I find, in my daily life, a constant tug-of-war over my time and mental efforts.
One the one hand - the reality of my stories, the constant imaginings and sculpting of concept that are calling to me night and day.
"Write me. Ignore the dishes. The vacuuming can wait. Politics do not matter. Write me."
On the other hand is real life; the need to work, to cook and clean, to commune with family. To try and keep abreast of politics and the need for citizen action in a free society.
The challenge I personally run into is not really centered around domestic chores or family demands - I am blessed with a family that encourages and supports my writing - a family that will take on extra chores to give me those few moments of extra writing time.

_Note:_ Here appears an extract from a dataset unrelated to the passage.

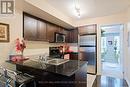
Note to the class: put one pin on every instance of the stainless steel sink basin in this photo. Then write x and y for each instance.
(57, 61)
(52, 61)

My particular obstacle is centered more around politics and my feeling that I need to remain informed and active as a citizen. Unlike doing dishes, it is almost impossible to keep thinking about my writing when I am protesting a bad law, or encouraging a good candidate. In this case, Real Life seems to suck away the Reality of my stories, and to leave me feeling vaguely dirty and wholly depleted. Or worse, the cynicism engendered by the modern all-consuming political age enters my stories, coloring my words and warping the story I set out to tell.
The only solution I have worked out is to try and remain aware of this and stop myself from being too consumed by politics. I will stop watching the Daily show, I will stop reading political BLOGS and reports, I will discontinue my email subscriptions until I have it back under control.
I want to be aware. I want to be informed. I want to be a citizen activist, but not at the expense of my reality.